Sunday, March 6, 2011

Reward offered in Calif. shooting of 2 Sikh men

ELK GROVE, Calif. (AP) -- The Council on American-Islamic Relations has offered a $5,000 reward after two Sikh men were gunned down - one of them fatally - on a sidewalk in a Northern California suburb.

The executive director of the council's Sacramento Valley chapter noted that Sikh men in beards and turbans are often targeted by those who mistake them for Muslims.

"The Muslim community offers its condolences and support to the Sikh community in this time of sorrow," Basim Elkarra said.

The reward for information leading to a conviction in the Friday afternoon shooting in Elk Grove comes as police cautioned there was no evidence it was a hate crime. However, the Sacramento suburb's police chief, Robert Lehner, said there was no other apparent motive.

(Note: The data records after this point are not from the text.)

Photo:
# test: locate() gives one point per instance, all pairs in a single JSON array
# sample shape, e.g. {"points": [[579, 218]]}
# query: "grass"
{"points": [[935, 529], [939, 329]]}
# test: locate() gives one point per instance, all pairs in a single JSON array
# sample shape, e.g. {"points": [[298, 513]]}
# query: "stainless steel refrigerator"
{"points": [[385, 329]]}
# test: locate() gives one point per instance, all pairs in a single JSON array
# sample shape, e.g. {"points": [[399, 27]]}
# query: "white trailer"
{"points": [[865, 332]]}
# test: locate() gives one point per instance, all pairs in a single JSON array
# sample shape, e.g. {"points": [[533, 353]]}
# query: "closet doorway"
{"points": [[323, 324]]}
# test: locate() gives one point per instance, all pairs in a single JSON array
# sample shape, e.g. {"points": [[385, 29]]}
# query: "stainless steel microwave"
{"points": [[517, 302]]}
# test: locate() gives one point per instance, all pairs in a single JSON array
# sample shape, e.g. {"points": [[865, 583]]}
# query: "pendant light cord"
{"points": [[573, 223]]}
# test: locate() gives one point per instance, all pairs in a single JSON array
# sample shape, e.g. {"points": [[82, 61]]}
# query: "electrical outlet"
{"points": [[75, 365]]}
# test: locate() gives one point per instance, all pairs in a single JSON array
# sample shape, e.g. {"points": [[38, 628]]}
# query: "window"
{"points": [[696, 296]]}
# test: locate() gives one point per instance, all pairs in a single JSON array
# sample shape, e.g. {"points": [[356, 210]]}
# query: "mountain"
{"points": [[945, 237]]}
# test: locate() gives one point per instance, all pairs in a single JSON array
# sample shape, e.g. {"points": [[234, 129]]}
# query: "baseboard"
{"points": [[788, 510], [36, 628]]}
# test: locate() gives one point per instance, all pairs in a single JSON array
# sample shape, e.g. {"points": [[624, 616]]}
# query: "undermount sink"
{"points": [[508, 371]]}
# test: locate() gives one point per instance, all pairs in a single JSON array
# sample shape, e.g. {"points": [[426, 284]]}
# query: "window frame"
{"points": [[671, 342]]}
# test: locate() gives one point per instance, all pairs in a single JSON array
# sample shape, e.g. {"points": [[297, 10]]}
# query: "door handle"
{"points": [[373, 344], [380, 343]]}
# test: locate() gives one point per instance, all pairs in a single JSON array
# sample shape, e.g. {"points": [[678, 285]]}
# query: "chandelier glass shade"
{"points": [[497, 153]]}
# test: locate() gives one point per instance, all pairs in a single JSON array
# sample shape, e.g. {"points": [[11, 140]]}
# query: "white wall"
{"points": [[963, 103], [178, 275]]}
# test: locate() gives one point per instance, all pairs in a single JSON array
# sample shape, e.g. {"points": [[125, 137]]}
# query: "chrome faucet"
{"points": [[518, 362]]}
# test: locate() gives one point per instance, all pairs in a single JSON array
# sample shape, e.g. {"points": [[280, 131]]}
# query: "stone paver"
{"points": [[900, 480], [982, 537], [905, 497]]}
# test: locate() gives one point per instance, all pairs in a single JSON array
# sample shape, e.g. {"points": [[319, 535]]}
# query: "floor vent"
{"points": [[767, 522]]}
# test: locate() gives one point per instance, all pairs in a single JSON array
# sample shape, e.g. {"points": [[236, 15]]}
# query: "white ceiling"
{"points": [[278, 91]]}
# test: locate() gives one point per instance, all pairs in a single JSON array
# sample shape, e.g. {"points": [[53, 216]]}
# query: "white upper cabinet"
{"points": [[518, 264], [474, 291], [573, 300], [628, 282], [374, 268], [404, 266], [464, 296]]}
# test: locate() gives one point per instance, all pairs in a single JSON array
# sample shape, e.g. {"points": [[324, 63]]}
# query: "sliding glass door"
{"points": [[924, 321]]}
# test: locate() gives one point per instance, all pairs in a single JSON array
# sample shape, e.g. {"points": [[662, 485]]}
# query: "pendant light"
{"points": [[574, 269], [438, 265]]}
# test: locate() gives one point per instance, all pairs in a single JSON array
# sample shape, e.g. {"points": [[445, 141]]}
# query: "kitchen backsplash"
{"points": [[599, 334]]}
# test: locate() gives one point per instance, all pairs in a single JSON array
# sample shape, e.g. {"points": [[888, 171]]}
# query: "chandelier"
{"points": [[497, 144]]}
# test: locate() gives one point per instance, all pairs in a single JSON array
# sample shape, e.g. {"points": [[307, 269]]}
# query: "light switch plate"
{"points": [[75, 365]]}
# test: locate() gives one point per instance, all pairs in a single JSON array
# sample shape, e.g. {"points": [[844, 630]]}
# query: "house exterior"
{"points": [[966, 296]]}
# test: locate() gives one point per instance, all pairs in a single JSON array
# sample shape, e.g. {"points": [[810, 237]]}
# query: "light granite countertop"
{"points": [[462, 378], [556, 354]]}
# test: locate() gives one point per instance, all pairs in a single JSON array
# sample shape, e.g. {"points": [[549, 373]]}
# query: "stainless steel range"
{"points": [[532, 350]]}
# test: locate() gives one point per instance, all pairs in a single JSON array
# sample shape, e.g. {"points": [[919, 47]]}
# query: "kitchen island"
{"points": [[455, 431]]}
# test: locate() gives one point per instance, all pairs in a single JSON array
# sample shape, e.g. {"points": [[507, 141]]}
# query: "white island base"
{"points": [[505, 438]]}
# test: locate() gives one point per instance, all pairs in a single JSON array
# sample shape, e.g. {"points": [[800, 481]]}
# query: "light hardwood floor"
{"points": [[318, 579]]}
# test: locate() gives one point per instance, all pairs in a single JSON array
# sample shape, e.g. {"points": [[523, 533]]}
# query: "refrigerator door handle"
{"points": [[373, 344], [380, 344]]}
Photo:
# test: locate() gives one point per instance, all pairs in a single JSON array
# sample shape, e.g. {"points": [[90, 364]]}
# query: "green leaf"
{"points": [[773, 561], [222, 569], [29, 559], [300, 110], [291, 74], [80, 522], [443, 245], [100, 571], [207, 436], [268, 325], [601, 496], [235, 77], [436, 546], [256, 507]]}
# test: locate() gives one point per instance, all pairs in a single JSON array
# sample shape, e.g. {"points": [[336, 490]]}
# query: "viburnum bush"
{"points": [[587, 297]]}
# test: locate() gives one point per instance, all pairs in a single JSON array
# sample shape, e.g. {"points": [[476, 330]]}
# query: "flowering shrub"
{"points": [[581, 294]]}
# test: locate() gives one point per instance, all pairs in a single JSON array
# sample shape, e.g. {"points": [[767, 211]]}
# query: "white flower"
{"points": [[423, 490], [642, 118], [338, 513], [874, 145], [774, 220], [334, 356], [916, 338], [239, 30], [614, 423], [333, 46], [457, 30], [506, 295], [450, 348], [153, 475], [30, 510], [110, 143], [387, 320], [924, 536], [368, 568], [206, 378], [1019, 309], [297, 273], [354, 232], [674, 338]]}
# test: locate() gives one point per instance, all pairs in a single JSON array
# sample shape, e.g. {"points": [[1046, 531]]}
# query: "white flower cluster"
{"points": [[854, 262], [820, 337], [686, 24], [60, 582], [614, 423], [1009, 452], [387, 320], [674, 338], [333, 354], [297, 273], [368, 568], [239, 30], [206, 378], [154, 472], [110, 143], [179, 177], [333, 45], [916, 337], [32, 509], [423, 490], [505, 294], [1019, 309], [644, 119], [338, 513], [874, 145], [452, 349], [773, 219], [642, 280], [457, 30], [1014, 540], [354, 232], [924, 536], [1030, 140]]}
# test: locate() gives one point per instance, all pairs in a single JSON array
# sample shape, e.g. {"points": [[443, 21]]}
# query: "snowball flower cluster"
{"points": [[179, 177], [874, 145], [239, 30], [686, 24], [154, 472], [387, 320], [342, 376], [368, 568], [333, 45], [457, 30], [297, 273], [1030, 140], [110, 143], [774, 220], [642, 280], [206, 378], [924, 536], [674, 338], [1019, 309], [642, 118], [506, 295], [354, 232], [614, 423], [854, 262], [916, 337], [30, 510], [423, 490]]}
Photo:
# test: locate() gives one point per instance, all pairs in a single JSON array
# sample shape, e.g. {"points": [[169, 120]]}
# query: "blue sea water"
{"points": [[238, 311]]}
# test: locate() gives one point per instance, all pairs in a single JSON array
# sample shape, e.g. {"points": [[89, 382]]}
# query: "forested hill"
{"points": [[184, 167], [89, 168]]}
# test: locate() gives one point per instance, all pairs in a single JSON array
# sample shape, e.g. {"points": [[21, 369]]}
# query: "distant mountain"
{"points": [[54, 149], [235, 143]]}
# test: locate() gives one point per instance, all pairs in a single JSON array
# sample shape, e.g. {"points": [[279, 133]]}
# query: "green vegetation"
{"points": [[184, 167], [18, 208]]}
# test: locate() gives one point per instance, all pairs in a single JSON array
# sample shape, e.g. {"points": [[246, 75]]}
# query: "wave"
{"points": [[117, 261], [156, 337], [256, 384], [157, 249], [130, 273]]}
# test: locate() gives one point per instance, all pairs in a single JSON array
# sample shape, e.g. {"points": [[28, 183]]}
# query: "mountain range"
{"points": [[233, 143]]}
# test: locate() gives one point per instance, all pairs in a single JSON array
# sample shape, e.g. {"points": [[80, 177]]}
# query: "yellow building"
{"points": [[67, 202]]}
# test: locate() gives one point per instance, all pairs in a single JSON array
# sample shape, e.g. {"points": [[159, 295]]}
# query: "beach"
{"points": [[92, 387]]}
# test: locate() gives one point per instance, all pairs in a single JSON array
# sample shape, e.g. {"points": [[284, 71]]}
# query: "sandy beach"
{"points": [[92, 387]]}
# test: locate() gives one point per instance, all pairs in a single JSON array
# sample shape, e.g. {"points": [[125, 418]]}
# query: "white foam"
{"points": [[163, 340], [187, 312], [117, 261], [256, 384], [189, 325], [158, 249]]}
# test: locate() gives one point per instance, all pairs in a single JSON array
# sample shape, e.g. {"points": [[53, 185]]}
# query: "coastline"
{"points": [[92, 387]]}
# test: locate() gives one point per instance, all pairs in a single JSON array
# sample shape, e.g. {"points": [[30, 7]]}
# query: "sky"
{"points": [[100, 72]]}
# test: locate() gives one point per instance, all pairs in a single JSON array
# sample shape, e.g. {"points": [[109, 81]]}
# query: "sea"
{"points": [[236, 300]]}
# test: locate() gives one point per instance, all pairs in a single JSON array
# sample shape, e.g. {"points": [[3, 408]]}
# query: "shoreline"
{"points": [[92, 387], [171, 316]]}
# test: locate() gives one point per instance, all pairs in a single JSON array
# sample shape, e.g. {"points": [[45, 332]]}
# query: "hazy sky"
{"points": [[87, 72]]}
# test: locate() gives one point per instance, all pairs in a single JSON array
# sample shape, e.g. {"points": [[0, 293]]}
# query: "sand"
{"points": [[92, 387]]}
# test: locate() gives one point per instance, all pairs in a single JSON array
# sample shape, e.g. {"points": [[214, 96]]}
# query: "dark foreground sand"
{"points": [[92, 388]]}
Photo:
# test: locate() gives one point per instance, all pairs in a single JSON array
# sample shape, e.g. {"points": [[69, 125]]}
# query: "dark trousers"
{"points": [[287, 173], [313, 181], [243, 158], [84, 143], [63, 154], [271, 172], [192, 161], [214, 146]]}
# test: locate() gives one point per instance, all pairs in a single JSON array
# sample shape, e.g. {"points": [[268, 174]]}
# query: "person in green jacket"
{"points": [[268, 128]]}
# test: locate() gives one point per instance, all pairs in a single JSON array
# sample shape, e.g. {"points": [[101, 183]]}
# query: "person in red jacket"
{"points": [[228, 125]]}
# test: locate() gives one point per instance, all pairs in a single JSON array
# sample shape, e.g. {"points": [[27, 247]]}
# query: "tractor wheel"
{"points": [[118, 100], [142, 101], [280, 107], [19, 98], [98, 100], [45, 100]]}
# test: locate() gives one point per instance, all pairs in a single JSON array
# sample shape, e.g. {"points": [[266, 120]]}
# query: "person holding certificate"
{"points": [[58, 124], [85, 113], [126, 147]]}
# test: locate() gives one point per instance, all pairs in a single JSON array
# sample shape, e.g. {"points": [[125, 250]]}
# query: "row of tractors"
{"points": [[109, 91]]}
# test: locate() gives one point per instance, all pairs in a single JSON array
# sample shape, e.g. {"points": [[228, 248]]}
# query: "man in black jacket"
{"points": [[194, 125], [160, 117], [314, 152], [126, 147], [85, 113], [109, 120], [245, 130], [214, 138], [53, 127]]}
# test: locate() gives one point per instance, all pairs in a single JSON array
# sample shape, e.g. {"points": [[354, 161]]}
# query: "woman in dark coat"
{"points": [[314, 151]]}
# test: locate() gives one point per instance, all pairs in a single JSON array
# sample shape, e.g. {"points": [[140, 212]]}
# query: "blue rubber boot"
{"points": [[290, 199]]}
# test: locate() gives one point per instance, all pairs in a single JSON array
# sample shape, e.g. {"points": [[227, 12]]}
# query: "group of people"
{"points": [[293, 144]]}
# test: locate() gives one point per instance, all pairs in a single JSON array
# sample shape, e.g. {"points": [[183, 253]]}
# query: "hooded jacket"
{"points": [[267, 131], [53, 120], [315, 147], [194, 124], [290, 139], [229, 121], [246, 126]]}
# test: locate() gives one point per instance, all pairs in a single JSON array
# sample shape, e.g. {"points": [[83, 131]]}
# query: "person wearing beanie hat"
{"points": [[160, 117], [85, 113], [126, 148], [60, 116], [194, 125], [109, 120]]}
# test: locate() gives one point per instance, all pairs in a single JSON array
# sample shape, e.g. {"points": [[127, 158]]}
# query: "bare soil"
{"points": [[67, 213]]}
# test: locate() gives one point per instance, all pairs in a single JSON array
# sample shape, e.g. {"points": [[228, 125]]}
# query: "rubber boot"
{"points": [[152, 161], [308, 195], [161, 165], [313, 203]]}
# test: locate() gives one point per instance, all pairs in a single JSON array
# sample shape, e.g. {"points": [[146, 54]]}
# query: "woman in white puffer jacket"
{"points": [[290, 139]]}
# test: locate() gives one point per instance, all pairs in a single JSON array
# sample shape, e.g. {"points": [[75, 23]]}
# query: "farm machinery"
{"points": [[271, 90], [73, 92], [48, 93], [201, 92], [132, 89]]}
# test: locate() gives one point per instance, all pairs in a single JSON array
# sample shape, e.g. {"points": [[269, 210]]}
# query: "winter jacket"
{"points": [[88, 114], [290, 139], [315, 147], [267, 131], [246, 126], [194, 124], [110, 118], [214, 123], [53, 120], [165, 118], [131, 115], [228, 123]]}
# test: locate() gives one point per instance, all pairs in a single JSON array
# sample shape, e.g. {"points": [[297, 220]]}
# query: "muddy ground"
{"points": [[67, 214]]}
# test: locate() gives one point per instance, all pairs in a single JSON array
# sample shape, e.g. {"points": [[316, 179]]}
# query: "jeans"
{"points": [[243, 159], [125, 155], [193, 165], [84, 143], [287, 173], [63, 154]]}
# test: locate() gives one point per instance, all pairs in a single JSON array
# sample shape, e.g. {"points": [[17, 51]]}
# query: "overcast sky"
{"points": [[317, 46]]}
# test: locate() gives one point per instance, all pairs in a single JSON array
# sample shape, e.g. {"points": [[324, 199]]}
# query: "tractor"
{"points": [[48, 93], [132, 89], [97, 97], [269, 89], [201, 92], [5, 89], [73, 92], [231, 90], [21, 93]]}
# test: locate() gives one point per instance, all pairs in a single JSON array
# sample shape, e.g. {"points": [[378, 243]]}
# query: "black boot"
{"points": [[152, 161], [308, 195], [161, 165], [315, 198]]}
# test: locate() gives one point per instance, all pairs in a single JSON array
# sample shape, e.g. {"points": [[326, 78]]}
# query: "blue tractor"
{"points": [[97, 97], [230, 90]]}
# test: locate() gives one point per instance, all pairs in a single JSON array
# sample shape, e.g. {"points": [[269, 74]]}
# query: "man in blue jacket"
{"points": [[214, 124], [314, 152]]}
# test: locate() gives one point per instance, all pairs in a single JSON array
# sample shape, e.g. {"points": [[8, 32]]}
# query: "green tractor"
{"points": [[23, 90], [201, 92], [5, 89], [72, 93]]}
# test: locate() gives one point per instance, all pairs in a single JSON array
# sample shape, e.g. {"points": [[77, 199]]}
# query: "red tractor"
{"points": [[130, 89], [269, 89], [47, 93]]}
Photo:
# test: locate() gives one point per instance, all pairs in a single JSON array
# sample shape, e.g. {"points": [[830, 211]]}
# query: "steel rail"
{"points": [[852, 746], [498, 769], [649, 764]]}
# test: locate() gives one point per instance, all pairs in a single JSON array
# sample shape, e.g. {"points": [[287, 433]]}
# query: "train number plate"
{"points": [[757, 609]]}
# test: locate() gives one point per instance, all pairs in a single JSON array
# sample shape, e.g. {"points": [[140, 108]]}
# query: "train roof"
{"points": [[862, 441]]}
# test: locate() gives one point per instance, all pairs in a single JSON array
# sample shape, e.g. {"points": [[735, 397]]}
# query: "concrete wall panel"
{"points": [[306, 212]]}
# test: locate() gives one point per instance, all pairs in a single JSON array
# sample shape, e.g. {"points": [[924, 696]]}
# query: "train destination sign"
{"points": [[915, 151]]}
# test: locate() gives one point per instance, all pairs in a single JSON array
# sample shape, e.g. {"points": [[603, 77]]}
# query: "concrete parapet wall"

"The obvious Sikh appearance of the men, including the traditional Dastar headwear and lack of any other apparent motive, increasingly raise that possibility," he said in a statement.

Authorities said 65-year-old Surinder Singh was pronounced dead at the scene, and a second man, identified as 78-year-old Gurmej Atwal, has been hospitalized in critical condition.

Singh was a truck driver who had worked in both India and Libya before moving to the United States about five years ago, his son Harvinder Singh, told the Sacramento Bee. He had recently survived his fourth heart attack.

Atwal moved to the U.S. from India in 2001, and the family settled two years later in Elk Grove, according to his son, Kamaljit Atwal.

"He is quite a gentle man," he said.